American linguist Jonathan Washington revealed the features of the Kazakh language with the help of an ultrasound. A young assistant professor of linguistics at Swarthmore University paid his first visit to Kazakhstan in 2004. Later he graduated from Brandy University, where he studied linguistics, anthropology and computer science. It was then that he showed interest in Turkology, and devoted his thesis to the peculiarities of the Kazakh language. It was hard to explain this fascination, at first. Jonathan Washington was born in Vermont and grew up in Massachusetts, North Carolina, and Louisiana. He started studying Turkology more deeply during his Master’s program at the University of Washington in Seattle. The main theme of his research was devoted to the phonological phenomenon and sonority in the Turkic languages. After receiving Master's degree in the Euro-Asian studies, he wrote his doctoral thesis on the features of pronunciation of vowels in the Kazakh language using ultrasonic technology.

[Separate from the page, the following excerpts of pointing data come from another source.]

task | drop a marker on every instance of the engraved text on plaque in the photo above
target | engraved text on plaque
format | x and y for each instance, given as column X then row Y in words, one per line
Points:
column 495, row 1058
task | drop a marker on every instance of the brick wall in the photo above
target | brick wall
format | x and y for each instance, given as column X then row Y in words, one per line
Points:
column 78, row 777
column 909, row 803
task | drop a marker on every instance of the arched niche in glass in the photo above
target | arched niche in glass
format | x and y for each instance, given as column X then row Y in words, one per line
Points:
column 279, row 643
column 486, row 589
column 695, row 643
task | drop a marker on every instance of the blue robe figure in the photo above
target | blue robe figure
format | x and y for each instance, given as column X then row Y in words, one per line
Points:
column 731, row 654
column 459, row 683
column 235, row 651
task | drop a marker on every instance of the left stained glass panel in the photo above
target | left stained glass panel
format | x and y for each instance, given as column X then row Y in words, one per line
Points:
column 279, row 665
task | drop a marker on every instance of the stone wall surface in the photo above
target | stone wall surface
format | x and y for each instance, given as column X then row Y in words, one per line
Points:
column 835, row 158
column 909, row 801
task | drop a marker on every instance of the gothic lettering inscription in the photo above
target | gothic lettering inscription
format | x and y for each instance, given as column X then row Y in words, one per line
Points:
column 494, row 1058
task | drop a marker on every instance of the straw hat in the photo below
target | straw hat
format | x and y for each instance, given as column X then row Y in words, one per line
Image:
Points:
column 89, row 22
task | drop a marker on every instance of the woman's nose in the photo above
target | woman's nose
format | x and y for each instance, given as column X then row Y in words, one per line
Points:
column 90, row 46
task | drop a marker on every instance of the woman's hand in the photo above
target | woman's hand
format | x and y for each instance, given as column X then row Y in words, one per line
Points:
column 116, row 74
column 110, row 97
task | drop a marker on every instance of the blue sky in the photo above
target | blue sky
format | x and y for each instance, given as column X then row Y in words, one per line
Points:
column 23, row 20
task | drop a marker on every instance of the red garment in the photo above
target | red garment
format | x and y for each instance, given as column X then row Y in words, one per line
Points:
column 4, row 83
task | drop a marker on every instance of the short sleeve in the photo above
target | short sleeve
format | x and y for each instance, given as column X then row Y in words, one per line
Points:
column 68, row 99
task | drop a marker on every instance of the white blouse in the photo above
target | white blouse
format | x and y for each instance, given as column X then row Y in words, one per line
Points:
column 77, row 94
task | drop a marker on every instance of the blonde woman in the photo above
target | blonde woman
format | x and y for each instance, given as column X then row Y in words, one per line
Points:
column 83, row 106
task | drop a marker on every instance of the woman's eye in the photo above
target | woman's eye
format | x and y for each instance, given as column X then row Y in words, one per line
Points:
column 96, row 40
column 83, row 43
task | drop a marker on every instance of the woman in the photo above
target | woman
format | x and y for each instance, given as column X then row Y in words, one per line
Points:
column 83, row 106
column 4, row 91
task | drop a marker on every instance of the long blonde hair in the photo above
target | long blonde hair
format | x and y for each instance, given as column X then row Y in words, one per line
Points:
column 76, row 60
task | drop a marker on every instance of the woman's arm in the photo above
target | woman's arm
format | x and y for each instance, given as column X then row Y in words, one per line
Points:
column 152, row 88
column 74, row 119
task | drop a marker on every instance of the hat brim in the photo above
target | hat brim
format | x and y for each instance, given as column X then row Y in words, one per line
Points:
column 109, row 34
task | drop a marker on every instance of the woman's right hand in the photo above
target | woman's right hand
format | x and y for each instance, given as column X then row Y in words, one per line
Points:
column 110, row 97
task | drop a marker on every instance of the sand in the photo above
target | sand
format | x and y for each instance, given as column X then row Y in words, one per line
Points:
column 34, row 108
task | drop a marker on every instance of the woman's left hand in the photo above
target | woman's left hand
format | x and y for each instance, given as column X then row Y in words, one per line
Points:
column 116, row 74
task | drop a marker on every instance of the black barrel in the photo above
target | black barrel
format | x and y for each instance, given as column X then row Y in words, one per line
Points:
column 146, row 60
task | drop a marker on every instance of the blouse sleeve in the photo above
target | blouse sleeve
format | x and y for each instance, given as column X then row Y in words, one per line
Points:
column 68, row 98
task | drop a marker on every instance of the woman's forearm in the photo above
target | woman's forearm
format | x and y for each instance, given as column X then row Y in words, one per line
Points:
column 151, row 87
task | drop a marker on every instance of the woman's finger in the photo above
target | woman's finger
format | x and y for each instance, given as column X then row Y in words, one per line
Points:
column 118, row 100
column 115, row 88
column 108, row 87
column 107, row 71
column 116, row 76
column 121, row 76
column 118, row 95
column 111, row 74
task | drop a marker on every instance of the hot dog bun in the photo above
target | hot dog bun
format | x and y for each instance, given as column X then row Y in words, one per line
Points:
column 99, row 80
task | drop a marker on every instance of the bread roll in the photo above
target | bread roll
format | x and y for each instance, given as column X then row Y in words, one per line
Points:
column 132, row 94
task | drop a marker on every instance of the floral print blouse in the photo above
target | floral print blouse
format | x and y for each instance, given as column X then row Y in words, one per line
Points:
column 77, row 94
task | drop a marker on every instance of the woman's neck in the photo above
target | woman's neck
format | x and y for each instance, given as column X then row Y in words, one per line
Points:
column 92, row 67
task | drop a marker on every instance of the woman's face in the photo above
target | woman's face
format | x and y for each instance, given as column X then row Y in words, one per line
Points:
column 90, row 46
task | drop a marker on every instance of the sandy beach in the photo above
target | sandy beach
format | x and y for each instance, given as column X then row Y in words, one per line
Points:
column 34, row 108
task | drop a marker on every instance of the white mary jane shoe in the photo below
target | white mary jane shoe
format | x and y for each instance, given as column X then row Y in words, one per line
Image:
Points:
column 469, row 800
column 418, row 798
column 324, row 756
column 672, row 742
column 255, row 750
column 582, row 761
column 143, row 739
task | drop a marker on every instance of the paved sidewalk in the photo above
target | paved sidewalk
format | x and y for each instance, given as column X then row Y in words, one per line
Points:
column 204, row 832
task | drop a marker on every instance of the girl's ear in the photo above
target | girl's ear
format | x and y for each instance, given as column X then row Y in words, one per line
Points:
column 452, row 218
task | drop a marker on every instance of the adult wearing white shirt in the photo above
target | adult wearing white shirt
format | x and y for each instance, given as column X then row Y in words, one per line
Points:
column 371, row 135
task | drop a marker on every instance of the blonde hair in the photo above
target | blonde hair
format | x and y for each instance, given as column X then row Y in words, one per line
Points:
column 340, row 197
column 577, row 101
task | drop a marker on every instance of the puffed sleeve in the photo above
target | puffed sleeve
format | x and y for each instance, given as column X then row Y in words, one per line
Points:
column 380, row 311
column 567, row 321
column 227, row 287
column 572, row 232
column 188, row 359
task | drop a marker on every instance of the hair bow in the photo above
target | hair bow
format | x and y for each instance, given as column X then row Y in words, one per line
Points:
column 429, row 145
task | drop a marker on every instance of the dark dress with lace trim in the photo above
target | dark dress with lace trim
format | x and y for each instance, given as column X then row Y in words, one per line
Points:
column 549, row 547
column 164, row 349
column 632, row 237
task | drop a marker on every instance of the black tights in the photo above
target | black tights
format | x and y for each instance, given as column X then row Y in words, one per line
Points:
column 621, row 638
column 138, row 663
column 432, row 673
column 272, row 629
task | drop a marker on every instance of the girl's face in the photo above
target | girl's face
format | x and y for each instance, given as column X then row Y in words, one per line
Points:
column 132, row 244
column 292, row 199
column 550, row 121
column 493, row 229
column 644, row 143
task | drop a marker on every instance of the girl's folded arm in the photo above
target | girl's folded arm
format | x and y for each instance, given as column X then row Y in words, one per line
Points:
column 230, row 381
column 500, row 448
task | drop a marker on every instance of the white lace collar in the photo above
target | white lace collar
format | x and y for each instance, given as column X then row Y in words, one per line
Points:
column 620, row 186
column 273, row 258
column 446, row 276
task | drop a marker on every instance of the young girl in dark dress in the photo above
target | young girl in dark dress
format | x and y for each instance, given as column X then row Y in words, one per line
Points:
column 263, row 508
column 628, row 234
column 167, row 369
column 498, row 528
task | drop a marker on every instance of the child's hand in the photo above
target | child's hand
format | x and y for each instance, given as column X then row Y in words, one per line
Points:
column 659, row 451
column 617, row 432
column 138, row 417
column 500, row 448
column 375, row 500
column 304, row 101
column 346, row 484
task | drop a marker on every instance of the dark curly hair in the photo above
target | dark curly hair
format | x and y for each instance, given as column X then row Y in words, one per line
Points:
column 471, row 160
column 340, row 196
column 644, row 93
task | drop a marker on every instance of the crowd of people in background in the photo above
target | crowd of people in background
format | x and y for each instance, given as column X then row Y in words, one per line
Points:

- A position of a tongue can be viewed on ultrasound. I add the gel and watch my tongue. I see how the vowel is formed with help of this technology. You see, this is the front and back of the tongue. When I pronounce the letter "O", a movement occurs from the front, and when I pronounce the letter "Y", this apparatus shows the simultaneous rotation of all parts. In other languages, the rear end remains in the same position.

Jonathan also commented on the transition of the Kazakh language to the Latin script. He says experts should pay special attention to the world’s experience of spelling reforms. According to him, the keyboard design, fonts, and coding easily adapt to new languages. The main thing is that the new spelling system should be easy to use.


- Hello, Kazakhstan! I wish you a bright future. I'm very interested in learning Kazakh. This brings us closer to Kazakhstan.